Spreading innovation from Kharkiv

Nov. 12, 2012, 7:03 p.m. | Business by Annabelle Chapman | KyivPost |
The U.S.-backed Kharkiv Innovation Platform wants to become a meeting point for science and business.
Increasingly competitive markets are pushing cooperation between business and academia ever further. Companies need innovation to stay on top of their game while educational institutions stand out thanks to their complex and expensive - research. In Ukraine, however, otherwise talented scientists often lack the entrepreneurial skills and support to fully capitalize on their work. This is where American know-how and funding can be of help.
This is the idea behind the Kharkiv Innovation Platform, launched on Nov. 6 at the U.S. Embassy in Kyiv (merrily decorated for the American election that night). It is funded by a grant from U.S. State Department, in partnership with Ukraines state science and innovation agency. Although the platforms base is Kharkiv, eastern Ukraine's main education hub, it targets the entire country.
The platform is the brainchild of CRDF Global (, an independent non-profit organization founded in 1995, promoting international scientific and technical collaboration worldwide. It is based in Arlington, Virginia with offices in Moscow, Russia; Kyiv, Ukraine; Almaty, Kazakhstan; and Amman, Jordan. Ukraine is of the leading partners of CRDF Global. Since 1996, CRDF Global committed over $13,7 million in funding and awarded more than 600 grants for Ukrainian researchers.

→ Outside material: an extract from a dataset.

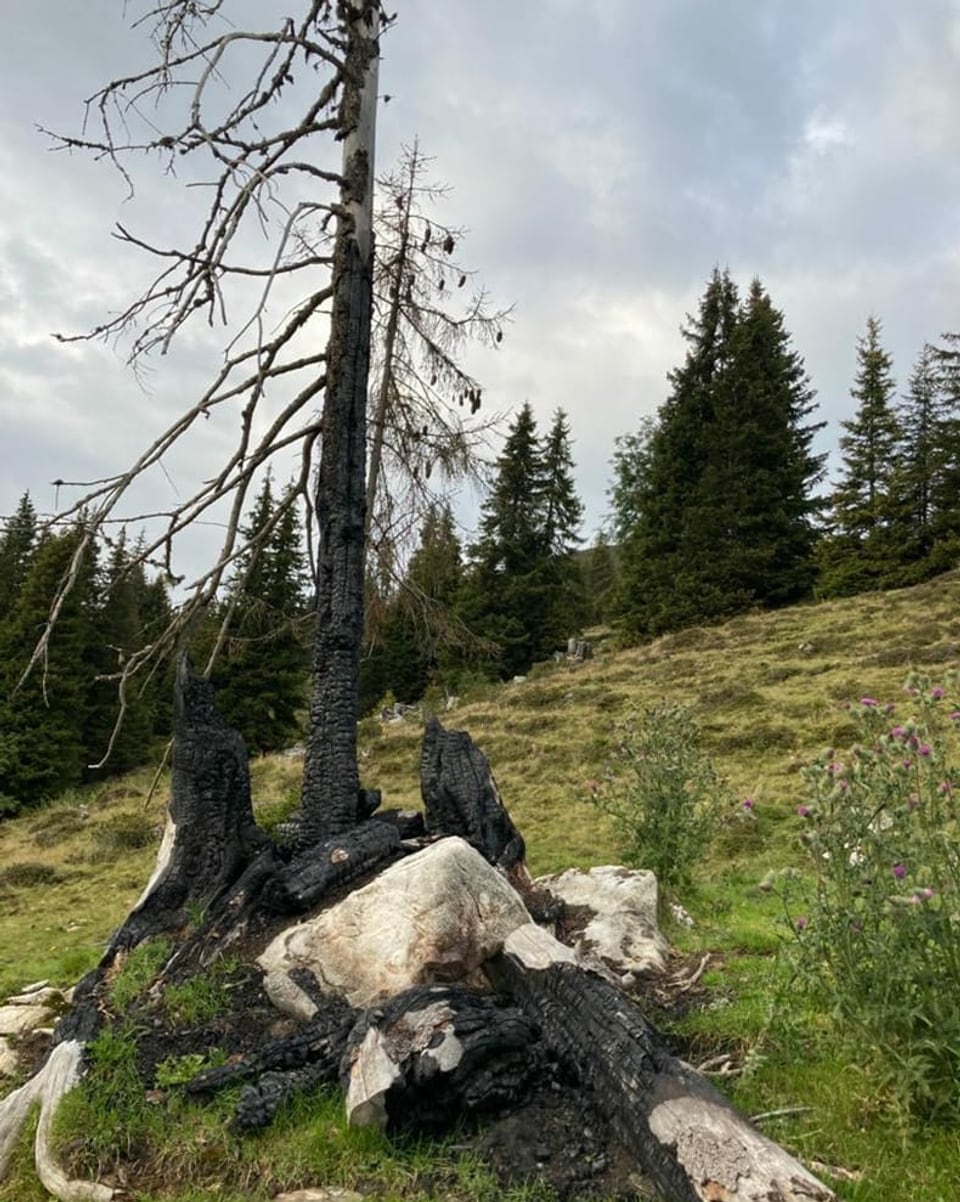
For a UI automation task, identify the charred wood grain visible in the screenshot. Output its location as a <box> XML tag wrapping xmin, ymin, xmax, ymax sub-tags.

Starting in September, the platform initiated a two-part program running 2012-2014. A cohort of Ukrainian scientists will learn how to commercialize their research, leading up to a certificate from the University of Texas in Austin which developed the training. The platform includes the courses on such issues as commercialization and development of innovative ideas, taught through 10 online modules over a period of 4-6 weeks.
Innovation is like a rainforest, explains Irina Mitchell, program manager at CRDF Global. Different types of actors exist interdependently alongside one another. To succeed, scientists need to work with companies, state agencies and NGOs. Ukrainian scientists are well-educated, but they tend to undervalue themselves, she says. Above all, her organization aims to equip scientists with the confidence to make innovation a self-driven process. The legacy of Communism means that it is often directed from above, by state or faculty agendas.
Yaroslav Voitko, policy manager at the American Chamber of Commerce in Ukraine, says his organization would be happy to work with the project, for example by hosting networking events. Let them get started, and see where it goes, he said, commenting on the launch.